Fast Terrain-Adaptive Motion of Humanoid Robots Based on Model Reference One-Step-Ahead Predictive Control

This article presents a model-based control method for achieving bipedal locomotion of a position-controlled humanoid robot on uneven terrain. The method is called model reference one-step-ahead predictive control (MROPC), which considers the tracking error of the next cycle in each control period to improve system responsiveness. To achieve this, it utilizes an inverted pendulum model and a whole-body kinematic model, both of which are set on an equivalent slope, using inertial measurement unit (IMU), encoders, and foot sensors to estimate the local slope of the ground. Through Lyapunov stability analysis, it is proven that MROPC is more robust than the well-known virtual spring damping (VSD) and proportional-derivative (PD) control, effectively suppressing disturbance energy and improving robustness.
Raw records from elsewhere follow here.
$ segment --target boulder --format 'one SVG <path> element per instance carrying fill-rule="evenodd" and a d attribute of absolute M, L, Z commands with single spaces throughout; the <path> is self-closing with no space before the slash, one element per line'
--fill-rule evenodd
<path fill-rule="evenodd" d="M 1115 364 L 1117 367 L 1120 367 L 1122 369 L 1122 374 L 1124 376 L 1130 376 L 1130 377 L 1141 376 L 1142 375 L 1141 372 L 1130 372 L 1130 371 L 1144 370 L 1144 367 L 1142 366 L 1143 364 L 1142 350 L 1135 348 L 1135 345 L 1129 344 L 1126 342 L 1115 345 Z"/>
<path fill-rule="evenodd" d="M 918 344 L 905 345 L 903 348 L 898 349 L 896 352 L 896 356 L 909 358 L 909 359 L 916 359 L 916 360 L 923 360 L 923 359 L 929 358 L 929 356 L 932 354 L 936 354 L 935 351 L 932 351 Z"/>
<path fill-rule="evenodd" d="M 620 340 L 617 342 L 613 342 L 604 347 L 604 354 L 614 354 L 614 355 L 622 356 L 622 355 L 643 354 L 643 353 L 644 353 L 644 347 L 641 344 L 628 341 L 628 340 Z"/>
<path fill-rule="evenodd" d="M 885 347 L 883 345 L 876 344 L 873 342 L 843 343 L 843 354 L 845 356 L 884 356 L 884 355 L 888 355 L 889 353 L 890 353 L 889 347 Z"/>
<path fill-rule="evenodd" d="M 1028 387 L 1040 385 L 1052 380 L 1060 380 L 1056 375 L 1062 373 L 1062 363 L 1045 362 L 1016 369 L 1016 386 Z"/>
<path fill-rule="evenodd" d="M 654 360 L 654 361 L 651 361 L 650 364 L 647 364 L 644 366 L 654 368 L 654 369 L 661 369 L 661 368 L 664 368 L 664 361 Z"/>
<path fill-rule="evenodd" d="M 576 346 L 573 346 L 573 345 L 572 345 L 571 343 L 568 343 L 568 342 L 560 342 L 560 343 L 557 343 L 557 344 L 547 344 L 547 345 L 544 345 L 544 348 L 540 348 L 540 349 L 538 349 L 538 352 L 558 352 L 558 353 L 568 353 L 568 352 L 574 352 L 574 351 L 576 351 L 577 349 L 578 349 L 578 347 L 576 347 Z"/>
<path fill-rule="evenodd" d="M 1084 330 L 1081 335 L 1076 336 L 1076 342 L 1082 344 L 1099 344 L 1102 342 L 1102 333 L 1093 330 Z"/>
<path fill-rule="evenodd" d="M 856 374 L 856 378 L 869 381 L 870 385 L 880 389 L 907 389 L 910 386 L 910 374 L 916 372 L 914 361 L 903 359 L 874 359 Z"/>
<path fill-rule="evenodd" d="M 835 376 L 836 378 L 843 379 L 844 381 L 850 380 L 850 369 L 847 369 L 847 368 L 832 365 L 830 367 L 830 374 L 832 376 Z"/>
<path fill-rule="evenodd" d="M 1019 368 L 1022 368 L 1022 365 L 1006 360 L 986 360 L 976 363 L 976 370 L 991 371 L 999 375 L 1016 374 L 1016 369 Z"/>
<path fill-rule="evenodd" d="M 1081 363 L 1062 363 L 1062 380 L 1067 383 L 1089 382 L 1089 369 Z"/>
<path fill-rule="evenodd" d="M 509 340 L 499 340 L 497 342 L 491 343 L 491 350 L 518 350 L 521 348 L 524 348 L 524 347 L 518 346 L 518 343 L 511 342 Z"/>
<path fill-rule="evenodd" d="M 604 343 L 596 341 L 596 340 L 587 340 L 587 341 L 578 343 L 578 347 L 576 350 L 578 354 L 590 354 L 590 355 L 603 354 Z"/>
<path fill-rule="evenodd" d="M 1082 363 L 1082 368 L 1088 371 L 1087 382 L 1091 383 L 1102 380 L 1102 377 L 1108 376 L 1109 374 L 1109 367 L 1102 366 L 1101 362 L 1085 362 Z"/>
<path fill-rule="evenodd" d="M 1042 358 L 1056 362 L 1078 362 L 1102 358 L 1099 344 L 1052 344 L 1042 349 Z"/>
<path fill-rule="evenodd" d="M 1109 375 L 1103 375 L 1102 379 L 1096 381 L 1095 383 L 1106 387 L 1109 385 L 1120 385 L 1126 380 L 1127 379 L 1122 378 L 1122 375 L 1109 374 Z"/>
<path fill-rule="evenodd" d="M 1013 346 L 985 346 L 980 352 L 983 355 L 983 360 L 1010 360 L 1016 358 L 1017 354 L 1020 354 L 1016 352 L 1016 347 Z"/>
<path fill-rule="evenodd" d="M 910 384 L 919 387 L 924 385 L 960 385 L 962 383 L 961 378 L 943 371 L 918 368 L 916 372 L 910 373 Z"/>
To verify the theoretical results, tests were first conducted in a simulation environment, and frequency response analysis using Bode plot showed that MROPC performed better at frequencies up to 2 Hz. Then, to check real-world capabilities, the algorithm was deployed on the WALKER-I and tested in several disturbance scenarios such as the unstable plank with a rod placed halfway under it, and applications with active terrain estimation, such as sudden placement of small steps on flat ground under the feet. Ultimately, it achieves an anti-disturbance function on uneven terrain.